Despite these findings, the original court decisions have never been formally corrected.

The case for a ‘Hicks’ Rule’

Jenni and Trevor Hicks, are calling for a ‘Hicks’ Rule’ – a clear, accessible legal mechanism to correct official records where later evidence has overturned the assumptions on which earlier decisions were based.

Cindy Butts attended the launch event for the Hicks’ Rule campaign in Parliament on Monday 9th February.

Speaking after the event, Cindy said:


Jenni and Trevor’s campaign for a Hicks’ Rule speaks to something profoundly simple and deeply important: the truth matters. No family should have to fight for decades to correct an official record that has been proven wrong.

When inaccurate records are allowed to stand, they don’t just distort history – they prolong trauma, shape how loss is understood, and leave families facing a second injustice.

A Hicks’ Rule would provide a clear, independent and compassionate way to correct the record. Accuracy, dignity and fairness should never depend on institutional consent, and I fully support this vital call for change.

Why this matters for victims and families

For many bereaved families and survivors, the persistence of an inaccurate public record is not a technical issue.
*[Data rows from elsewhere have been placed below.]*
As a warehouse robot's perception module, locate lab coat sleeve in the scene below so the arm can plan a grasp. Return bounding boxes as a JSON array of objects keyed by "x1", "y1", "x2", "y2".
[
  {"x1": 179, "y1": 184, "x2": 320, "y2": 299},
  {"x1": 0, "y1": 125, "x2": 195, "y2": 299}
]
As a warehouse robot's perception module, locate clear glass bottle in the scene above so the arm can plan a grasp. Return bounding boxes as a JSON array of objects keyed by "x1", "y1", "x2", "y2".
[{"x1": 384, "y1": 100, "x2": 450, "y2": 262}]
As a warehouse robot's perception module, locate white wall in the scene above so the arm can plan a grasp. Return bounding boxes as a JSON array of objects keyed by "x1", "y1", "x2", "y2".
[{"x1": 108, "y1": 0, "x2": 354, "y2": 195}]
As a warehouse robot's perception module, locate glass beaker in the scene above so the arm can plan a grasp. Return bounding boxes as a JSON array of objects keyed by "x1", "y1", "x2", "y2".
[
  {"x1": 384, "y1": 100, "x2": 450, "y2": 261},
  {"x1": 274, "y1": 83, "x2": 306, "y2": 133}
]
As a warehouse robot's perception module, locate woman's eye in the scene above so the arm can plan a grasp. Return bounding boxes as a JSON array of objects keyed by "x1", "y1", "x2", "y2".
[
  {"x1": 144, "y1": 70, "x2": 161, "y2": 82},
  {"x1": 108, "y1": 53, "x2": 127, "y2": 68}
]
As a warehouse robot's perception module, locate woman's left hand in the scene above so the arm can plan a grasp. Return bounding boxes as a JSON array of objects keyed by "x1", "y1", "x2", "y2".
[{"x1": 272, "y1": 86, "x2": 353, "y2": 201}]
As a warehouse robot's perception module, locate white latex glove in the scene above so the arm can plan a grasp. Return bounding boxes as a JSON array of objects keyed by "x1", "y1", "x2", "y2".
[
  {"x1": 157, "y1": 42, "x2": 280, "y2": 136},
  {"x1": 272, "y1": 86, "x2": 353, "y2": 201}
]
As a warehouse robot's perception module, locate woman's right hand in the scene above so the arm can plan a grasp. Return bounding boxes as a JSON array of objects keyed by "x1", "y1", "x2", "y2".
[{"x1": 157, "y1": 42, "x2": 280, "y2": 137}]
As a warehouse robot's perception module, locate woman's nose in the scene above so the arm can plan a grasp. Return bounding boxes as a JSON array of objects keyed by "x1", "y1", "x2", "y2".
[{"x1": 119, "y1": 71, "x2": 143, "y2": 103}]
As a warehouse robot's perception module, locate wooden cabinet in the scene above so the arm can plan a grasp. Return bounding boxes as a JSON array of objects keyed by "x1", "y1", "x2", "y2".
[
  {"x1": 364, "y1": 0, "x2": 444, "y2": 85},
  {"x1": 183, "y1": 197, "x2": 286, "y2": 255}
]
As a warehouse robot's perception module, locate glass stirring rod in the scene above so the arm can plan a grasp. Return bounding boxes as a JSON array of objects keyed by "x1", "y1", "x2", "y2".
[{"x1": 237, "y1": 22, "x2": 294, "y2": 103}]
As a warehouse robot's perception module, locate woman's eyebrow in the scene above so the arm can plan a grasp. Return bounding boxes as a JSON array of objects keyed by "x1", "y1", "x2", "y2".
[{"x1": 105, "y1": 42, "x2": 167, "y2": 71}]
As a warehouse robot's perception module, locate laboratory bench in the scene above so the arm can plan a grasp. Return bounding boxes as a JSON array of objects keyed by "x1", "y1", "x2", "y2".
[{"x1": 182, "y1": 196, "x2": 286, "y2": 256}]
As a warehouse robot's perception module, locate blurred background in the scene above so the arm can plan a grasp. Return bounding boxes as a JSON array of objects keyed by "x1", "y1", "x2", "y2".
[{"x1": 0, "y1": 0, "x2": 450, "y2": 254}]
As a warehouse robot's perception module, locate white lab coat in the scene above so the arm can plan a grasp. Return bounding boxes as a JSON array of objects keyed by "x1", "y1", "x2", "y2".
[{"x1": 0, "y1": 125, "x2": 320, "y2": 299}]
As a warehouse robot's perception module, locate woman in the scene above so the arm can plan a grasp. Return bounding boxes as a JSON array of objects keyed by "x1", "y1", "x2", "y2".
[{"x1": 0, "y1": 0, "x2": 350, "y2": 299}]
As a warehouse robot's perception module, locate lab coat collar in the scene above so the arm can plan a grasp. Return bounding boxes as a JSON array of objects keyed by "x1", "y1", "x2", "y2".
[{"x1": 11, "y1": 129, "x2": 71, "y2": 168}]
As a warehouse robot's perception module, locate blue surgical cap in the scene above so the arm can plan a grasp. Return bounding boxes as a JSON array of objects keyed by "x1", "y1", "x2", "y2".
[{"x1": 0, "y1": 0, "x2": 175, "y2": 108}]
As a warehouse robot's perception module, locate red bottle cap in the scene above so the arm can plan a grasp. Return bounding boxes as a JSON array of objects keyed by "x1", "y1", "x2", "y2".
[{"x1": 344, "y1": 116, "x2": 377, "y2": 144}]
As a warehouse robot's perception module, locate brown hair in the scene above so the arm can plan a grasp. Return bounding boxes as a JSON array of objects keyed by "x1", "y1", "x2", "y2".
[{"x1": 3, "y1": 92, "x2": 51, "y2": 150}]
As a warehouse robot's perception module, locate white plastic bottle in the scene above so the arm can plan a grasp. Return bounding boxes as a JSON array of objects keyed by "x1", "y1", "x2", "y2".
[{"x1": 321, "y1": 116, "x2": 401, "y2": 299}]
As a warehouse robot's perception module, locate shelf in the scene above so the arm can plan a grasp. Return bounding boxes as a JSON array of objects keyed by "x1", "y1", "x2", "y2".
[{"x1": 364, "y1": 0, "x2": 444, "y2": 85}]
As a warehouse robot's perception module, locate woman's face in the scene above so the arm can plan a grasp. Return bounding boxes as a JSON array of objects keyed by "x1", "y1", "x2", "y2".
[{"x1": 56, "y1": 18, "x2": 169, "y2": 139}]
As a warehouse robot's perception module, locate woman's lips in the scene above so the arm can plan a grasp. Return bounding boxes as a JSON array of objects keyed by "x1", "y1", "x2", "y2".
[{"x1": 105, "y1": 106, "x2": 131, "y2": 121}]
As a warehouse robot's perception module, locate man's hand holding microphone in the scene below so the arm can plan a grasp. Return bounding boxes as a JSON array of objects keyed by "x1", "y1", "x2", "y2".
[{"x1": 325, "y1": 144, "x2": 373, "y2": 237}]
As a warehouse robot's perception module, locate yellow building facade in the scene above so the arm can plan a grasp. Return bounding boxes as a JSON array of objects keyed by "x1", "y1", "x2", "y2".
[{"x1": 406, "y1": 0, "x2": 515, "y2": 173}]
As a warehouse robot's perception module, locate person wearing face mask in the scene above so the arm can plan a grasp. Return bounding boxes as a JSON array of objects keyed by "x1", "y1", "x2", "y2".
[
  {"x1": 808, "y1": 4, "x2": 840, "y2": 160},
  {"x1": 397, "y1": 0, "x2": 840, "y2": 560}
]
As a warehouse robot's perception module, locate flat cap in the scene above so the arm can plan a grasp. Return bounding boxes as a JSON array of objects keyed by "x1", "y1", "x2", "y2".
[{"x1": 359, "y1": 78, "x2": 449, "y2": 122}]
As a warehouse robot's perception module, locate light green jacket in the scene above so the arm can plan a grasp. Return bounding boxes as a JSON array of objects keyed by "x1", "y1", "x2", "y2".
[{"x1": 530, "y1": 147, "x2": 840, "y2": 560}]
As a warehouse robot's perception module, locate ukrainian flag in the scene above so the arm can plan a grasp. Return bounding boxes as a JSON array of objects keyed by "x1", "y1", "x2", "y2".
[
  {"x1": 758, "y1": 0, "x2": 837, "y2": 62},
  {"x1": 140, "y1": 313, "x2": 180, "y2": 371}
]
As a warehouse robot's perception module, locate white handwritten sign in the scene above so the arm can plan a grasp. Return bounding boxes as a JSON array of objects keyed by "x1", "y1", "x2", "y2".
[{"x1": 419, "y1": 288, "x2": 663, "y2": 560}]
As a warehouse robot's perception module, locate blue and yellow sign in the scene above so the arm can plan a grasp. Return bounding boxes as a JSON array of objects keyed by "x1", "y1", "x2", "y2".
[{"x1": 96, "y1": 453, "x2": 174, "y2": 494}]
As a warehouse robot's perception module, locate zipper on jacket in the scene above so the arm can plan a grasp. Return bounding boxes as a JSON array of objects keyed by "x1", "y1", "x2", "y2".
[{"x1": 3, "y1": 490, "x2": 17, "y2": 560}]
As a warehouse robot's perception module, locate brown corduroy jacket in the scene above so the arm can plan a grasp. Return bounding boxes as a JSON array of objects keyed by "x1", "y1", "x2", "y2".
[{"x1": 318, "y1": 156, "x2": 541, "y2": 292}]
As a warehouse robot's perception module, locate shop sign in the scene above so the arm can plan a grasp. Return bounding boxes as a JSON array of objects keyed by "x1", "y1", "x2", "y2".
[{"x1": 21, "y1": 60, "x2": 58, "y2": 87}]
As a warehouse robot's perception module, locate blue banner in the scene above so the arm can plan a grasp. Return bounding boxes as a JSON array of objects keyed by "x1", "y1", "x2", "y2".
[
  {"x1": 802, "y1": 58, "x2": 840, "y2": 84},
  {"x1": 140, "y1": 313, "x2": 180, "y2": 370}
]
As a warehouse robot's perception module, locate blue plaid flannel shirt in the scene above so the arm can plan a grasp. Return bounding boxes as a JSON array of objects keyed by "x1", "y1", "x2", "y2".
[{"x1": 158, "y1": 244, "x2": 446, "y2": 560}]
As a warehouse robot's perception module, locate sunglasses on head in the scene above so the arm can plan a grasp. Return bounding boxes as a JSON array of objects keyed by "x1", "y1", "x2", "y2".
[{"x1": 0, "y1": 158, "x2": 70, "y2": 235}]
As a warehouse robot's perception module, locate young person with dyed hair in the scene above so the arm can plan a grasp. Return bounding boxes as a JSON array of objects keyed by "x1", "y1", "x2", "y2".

Inaccuracies can:

  • shape how a person’s final moments are understood
  • influence public narratives and social attitudes
  • compound trauma through repeated exposure to claims known to be untrue
  • undermine families’ sense of dignity, recognition and justice

The Hicks family’s campaign raises wider questions about how the legal system can correct records when new evidence emerges many years later – and how families can access a process that is fair, independent and trauma‑informed.